Sie starten Ihre Wahlkampagne unter dem Motto «s’muess öppis gah». Was ausser der von Ihnen erwähnten proaktiven Kommunikation muss sich noch ändern? Im Moment dreht es sich meistens um Finanzen; es kann nicht sein, dass die Finanzen immer an erster Stelle kommen. Wir haben auch Themen wie Bildung oder steigender Altersquotient, Frühförderung, Migration usw. Darum kümmert sich niemand. Meine Vorschläge wurden oft mit dem Satz abgeblockt: «Es ist eine gute Idee, doch die Finanzen lassen es nicht zu, es darf nichts kosten.» Ich finde, der «service public» muss gewährleistet bleiben, die Gemeindebetriebe müssen fürs Volk da sein, nicht für die Politik.
Die Finanzlage in Wettingen ist angespannt, die Rechnung 2024 schloss mit einem Minus, sind die Sparbemühungen nicht verständlich? Ich finde auch nicht, dass die Gemeinde mehr Geld ausgeben oder den Steuerfuss erhöhen soll. Doch es gibt auch andere Umsetzungsmöglichkeiten, die die Gemeinde nichts kosten. Für einige Projekte habe ich Sponsoren gefunden, der Altersnachmittag konnte beispielsweise so und dank der SVP gerettet werden. Und Jugendliche haben während der Pandemie Bücher an die Kunden der Bibliothek ausgeliefert – das hat nichts gekostet.

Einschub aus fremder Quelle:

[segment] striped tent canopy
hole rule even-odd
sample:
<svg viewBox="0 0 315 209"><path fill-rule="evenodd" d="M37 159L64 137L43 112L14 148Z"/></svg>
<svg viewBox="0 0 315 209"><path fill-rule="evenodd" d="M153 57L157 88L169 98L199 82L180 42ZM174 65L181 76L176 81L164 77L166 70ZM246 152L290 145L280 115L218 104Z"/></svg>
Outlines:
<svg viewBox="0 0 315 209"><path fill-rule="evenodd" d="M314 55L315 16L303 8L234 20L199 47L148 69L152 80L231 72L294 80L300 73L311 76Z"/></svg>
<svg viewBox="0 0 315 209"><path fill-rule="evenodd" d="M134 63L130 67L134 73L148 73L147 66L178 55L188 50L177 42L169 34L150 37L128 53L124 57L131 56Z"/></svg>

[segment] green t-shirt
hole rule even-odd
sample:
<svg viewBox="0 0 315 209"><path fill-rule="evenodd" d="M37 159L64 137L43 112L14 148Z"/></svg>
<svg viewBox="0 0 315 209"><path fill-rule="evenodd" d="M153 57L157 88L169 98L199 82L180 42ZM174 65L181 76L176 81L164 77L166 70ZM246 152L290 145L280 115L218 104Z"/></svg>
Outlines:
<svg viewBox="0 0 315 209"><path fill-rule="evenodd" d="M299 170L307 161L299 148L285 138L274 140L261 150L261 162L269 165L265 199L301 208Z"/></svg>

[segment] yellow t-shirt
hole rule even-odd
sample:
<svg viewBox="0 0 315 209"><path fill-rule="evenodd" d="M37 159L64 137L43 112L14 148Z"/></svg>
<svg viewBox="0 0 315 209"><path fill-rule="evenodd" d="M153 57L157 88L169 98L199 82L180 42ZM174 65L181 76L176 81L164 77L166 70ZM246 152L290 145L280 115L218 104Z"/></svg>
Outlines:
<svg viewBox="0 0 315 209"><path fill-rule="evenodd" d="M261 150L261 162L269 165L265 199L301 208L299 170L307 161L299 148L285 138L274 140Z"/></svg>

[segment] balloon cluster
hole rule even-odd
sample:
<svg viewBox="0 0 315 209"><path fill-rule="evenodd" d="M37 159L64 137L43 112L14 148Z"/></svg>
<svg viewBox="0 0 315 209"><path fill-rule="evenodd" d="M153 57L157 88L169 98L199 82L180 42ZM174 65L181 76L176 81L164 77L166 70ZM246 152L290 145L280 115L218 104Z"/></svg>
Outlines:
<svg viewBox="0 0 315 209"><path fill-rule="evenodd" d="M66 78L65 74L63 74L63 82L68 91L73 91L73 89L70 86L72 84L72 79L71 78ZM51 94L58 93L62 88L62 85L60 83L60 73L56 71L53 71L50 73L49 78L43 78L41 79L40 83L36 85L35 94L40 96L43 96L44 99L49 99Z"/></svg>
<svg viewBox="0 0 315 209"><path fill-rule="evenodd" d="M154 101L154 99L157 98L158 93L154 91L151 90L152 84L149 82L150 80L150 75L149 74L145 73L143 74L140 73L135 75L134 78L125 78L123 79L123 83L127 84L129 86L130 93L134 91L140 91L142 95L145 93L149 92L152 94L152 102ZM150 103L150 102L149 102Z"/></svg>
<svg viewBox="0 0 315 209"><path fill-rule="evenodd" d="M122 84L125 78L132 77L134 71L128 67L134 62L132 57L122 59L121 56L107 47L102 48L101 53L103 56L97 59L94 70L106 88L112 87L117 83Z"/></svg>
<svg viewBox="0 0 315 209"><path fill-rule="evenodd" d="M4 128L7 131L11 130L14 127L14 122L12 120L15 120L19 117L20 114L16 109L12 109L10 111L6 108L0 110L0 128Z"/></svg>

Sie selbst sind parteilos – wieso? Ich will selbst beurteilen können, ohne Einschränkung und ohne mich mit einer Partei absprechen zu müssen. Parteilos zu sein, hat aber insbesondere im Wahlkampf auch Nachteile. Ich muss selbst Plakate aufstellen und sie auch selber finanzieren. Aber um mich braucht man sich keine Sorgen zu machen – ich werde von sehr vielen Bürgerinnen und Bürgern unterstützt. Da ich keiner Partei angehöre, können Personen, die mich unterstützen, ihre Spenden steuerlich nicht abziehen wie Spenden an eine Partei. Das ist ungerecht. Unter dem Strich ist die Parteilosigkeit jedoch ein Vorteil und wird wohl in Zukunft zunehmen.
Auch Lilian Studer und Christian Wassmer stellen sich fürs Vize-Amt zur Verfügung. Wie sehen Sie Ihre Konkurrenten? Es wird spannend und es freut mich, dass Wettingen so viele Personen hat, die an der Politik interessiert sind. Das ist ein gutes Zeichen für unser lebendiges Dorf und bringt eine ausserordentlich spannende Ausgangslage.
Mit 68 Jahren sind Sie der älteste Kandidat, das kann auch negativ ausgelegt werden … Ich werde mich nicht für mein Alter entschuldigen. Es gibt in jeder Altersklasse intelligente und weniger intelligente Menschen. Ausserdem: Wir haben in Wettingen einen Altersquotienten von 34, die Rolling Stones sind alle über 80 und fit. Ich bin ein Babyboomer, und für mich ist das geistige Alter relevant. Ich fühle mich darum nicht alt. Damit ich auch körperlich fit bleibe, gehe ich zweimal wöchentlich im Tägi schwimmen und ein- bis zweimal ins Fitnesstraining.